Geyang (Albert) Xu
I am Albert (Geyang) Xu, a researcher and engineer focused on data-centric AI, ML system reliability, and governance. My goal is to define the frameworks for reliability and governance in the next generation of ML/data pipelines.
I hold a Master’s degree in Computer Science from UC San Diego (GPA: 3.88/4.0) and a Bachelor’s degree from the University of Liverpool (GPA: 3.93/4.0).
Currently, I work as a Manufacturing Data Analyst at Fuyao Glass America, building clean analytics layers and monitoring production reliability. Previously, I was a Research Engineer at the UCSD Halıcıoğlu Data Science Institute (HDSI), where I co-authored research on stress-testing ML pipelines.
I am actively applying for PhD positions for Fall 2026. My research interests lie at the intersection of data management and machine learning, specifically:
- Data-Centric Robustness: Stress-testing ML pipelines with adversarial data corruption.
- ML Reliability & Governance: Systematic approaches to monitoring and explaining ML system failures.
- Data Provenance: Tracking and managing data quality in complex streaming systems.
Research Philosophy
At Fuyao, I spend my days building analytics layers, designing experiments, and monitoring production to make our data systems transparent, stable, and traceable.

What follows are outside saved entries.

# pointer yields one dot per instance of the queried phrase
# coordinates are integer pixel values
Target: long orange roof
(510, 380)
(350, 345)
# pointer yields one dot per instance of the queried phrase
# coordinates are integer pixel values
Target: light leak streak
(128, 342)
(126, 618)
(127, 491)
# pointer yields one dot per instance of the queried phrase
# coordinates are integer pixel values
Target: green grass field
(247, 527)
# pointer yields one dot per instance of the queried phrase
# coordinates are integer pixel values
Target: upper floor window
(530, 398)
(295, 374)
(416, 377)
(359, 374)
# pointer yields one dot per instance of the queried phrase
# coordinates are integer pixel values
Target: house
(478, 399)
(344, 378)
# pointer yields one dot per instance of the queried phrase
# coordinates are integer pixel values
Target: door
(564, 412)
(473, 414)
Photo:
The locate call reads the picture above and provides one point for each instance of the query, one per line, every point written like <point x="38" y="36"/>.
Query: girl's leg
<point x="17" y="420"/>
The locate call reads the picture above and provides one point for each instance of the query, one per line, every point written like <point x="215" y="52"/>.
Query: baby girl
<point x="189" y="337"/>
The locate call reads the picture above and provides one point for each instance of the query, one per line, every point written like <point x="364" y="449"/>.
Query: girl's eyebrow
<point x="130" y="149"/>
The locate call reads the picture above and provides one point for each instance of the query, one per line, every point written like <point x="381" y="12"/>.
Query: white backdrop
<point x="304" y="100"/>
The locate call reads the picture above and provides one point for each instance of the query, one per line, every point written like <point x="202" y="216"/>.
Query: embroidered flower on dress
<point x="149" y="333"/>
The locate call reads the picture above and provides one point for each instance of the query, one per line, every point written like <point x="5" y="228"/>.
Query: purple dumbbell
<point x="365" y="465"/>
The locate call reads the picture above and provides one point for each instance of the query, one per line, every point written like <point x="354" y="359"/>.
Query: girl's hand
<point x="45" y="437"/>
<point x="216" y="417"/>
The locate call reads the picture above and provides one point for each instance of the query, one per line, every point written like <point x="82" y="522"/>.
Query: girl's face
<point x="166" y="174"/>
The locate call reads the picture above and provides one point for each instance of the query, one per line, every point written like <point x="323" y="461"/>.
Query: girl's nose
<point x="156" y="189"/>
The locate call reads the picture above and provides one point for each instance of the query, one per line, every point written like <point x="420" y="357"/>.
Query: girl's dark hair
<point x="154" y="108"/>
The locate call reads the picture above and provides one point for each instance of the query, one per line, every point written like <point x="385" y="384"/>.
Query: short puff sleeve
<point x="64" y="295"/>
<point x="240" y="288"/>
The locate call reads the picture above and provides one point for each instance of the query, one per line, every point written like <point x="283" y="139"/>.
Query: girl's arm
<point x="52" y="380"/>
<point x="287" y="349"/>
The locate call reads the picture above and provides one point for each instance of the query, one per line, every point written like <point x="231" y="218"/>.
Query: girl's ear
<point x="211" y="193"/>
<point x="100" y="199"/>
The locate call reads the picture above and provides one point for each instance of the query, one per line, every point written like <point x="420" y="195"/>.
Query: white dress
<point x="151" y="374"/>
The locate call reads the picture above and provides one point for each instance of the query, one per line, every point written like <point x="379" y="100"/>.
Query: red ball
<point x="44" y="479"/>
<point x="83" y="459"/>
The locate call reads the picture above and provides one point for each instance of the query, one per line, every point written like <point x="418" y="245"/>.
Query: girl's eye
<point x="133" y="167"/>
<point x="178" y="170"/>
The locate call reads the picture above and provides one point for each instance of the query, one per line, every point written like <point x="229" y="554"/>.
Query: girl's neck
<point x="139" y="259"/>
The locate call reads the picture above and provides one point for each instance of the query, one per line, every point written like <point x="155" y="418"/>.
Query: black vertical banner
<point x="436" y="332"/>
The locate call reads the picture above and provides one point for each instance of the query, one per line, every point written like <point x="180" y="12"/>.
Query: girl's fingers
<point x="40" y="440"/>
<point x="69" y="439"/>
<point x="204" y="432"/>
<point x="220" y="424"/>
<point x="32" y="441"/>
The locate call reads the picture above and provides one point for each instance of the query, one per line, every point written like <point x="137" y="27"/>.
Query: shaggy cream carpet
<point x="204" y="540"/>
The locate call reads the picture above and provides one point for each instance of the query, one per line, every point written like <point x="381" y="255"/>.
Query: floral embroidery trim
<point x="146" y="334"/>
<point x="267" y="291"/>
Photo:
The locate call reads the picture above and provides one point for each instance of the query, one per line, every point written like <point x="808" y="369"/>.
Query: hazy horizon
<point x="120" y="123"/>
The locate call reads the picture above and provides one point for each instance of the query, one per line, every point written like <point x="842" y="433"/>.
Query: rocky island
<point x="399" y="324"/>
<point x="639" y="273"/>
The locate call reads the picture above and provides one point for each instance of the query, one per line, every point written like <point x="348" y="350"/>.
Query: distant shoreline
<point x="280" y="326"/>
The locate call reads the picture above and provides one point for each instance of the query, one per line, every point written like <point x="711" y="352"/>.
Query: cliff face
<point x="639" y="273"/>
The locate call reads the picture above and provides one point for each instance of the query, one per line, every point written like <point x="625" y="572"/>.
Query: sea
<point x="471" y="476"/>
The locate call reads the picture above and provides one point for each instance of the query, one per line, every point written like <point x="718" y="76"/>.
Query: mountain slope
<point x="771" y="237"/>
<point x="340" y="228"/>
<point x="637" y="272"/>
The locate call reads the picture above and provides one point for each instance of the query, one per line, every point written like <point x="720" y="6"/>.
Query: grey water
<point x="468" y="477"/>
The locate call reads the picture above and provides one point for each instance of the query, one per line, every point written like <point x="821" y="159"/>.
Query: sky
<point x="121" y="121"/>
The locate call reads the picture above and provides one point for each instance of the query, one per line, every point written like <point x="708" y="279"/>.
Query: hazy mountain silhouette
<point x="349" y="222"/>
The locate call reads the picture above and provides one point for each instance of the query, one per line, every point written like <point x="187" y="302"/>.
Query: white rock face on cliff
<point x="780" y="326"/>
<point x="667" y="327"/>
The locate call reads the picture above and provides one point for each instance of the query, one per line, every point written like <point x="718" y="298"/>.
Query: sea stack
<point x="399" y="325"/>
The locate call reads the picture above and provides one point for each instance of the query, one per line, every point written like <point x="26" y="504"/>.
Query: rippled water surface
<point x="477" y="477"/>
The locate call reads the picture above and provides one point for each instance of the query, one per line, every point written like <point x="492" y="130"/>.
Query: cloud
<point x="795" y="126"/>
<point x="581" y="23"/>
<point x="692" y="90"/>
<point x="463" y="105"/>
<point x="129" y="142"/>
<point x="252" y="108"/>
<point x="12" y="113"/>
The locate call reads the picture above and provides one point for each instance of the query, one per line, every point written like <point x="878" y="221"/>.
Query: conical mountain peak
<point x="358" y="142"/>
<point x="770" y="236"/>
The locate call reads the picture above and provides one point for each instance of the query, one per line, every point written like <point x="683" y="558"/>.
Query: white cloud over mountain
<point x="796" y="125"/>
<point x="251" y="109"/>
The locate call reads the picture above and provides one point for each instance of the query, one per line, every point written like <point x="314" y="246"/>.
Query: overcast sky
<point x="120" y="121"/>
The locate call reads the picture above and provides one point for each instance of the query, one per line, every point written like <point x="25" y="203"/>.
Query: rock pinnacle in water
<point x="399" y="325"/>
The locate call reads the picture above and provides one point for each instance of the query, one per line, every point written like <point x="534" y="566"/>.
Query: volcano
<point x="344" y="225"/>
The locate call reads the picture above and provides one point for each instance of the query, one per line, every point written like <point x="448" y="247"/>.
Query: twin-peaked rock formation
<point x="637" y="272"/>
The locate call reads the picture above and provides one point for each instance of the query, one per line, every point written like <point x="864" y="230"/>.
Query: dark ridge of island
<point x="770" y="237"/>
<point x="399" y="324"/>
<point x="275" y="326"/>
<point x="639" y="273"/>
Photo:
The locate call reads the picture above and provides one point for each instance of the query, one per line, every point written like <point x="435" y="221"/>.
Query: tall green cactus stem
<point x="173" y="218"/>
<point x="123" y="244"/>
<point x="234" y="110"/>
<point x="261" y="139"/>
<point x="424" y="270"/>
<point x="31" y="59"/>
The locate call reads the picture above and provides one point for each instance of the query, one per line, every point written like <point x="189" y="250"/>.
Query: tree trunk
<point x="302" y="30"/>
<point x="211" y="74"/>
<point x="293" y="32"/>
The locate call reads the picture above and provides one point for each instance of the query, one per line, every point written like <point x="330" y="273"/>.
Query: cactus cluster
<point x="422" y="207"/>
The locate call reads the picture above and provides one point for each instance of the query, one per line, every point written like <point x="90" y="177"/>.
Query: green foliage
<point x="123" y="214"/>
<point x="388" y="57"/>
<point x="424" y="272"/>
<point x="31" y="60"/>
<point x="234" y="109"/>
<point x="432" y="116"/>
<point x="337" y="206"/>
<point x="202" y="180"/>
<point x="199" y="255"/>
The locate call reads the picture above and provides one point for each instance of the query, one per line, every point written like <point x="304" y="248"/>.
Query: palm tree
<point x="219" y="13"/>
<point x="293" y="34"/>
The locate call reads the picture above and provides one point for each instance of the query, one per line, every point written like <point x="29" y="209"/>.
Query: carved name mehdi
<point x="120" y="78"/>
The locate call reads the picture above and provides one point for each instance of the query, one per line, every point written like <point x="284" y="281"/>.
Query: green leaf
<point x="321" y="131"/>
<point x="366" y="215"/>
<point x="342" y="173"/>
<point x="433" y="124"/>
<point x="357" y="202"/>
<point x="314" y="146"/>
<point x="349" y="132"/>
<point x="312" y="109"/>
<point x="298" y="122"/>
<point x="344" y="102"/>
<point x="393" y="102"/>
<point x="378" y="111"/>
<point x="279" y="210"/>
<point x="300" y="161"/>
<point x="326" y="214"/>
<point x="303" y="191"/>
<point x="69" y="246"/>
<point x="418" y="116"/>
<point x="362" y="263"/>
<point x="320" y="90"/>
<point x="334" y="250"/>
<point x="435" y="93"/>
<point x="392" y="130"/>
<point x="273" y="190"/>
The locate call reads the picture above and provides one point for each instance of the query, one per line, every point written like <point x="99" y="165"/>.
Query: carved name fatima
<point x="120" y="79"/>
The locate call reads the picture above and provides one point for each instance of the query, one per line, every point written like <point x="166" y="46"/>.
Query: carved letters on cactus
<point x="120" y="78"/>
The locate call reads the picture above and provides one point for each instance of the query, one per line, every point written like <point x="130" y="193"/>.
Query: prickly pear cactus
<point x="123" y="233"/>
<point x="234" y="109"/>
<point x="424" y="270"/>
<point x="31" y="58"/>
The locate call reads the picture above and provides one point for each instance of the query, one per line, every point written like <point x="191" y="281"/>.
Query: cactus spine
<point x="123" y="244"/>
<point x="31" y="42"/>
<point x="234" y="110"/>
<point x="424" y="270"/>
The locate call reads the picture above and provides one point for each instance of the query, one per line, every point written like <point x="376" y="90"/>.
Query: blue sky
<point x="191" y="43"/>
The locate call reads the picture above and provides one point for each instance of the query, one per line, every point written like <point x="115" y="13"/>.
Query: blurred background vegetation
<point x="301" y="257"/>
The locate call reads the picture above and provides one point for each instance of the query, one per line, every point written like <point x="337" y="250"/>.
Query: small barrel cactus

At 4Pexonic, I witnessed the other side of the data lifecycle—how large-scale bibliographic data is collected, cached, and aggregated to produce metrics like “research impact” and “disciplinary trends.” There, technical decisions like caching strategies and latency handling directly shaped how the academic ecosystem was perceived.
These experiences reinforced a common theme: engineering roles are often about executing within existing rules and standards. I can optimize a coating line’s data pipeline or tune an analytics platform for low latency, but I have little influence over how we evaluate and govern these systems in the first place.
What truly fascinates me is not just maintaining stability, but defining the general frameworks for reliability and governance in the next generation of ML and data pipelines. How should we describe and inject data errors? How do we perform systematic stress testing on complex pipelines? How do we translate these results into evidence that engineers, stakeholders, and regulators can trust?
These questions go far beyond individual engineering practice; they require systematic research and community consensus. For me, pursuing a PhD is not just about obtaining another degree—it is the necessary path from being someone who executes existing standards to someone who helps define them.